Eleven asiente enérgicamente, su rostro escondido contra la camisa de Henry.
—Me alegro —¿Es alivio eso que escucha en su voz?—. ¡Ah! Pero he olvidado lo más importante… Dame un momento…
A regañadientes, Eleven lo dejar ir —sin él a su lado para apoyarse, sus rodillas parecen flaquear—; Henry se retira al estudio y vuelve tras unos instantes con una caja rectangular envuelta en brillante papel azul y un moño rojo en la punta.
—Toma. Feliz cumpleaños.
Eleven recibe la caja entre sus manos y la apoya sobre la mesa. Dirige una mirada inquisitiva a Henry.
—Ábrela —la anima él, sonriente.
Sus manitos tiemblan durante todo el tiempo que le toma romper el envoltorio.
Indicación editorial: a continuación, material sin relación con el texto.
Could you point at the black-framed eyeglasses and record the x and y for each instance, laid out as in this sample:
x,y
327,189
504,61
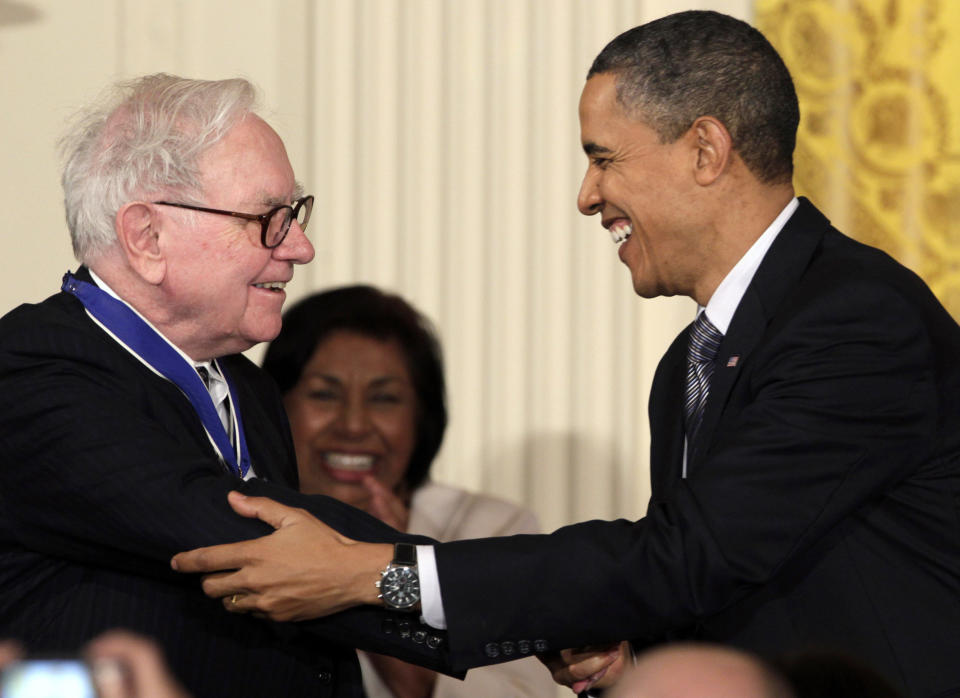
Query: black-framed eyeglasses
x,y
274,224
Dentro, dos libros para colorear y un set de arte completo —lápices, marcadores, crayones, acuarelas— la esperan.
—En el laboratorio, por lo general, solías dedicarle mucho tiempo a dibujar —le explica—. Si me equivoco y esta actividad no es de tu agrado, avísame, y te compraré otro obsequio…
Henry vuelve a guardar silencio, expectante. Eleven suelta una risita y se lleva una mano al rostro.
No está acostumbrada a las lágrimas de felicidad.
La cena es incluso más deliciosa que el almuerzo: esta vez, Henry ha preparado él mismo una pizza.
—Es una pizza precocida —comenta—. No es como que la haya cocinado desde cero.
De todas maneras, a Eleven se le hace el plato más exquisito que ha probado jamás.
Una vez que terminan de comer, Henry la hace pararse frente al pastel, enciende las velas y le canta Cumpleaños feliz —Eleven no se sabe la letra, entonces, tan solo aplaude en sintonía con el ritmo que él le marca—.
—¡Pide un deseo antes de soplar las velas! —le recuerda Henry (pues se lo ha explicado con antelación).
Eleven así lo hace.
Un repentino resplandor la ciega; segundos luego, parpadea, confundida, intentando recobrar su visión normal. Nota entonces que, sin que lo haya advertido antes, Henry ha ido a pararse enfrente y le ha tomado una foto con una cámara polaroid.
—Para la posteridad —explica—. Para que recuerdes la primera vez que festejaste tu cumpleaños.
Eleven sonríe.
Y le extiende la mano.
Al principio, Henry no lo comprende.
—Quiero una foto… contigo —le explica ella, entonces.
Henry ni siquiera intenta reprimir su sonrisa. Entre los dos, buscan la manera de tomarse una foto apuntando la cámara hacia sí mismos: lo logran al cuarto o quinto intento, tras varias fotografías movidas o con los ojos cerrados.
—La próxima vez contrataremos un fotógrafo —resopla Henry, algo frustrado—: esto de querer tomarse fotos uno mismo es ridículo. Bueno, al menos una ha salido bien…
Eleven, sin dejar de sonreír, tan solo lo observa manipular la cámara.
—Ahora debemos cortar el pastel —le avisa Henry—. Iré por un cuchillo, y luego me contarás qué deseaste.
Pero ella ya está negando con la cabeza.
—Dijiste… que no debía.
—Aprendiste bien —le concede él con una sonrisa pagada de sí misma antes de retirarse a la cocina.
Eleven contempla su pastel de cumpleaños —el primero de todos—: es casi una lástima que deban cortarlo.
Pero está bien, se dice. Está bien.
Sus ojos se pasean por las velas ya apagadas.
Cierra los ojos.
Y recuerda lo que ha deseado:
Volver a ser, alguna vez, igual de feliz que lo que fui hoy.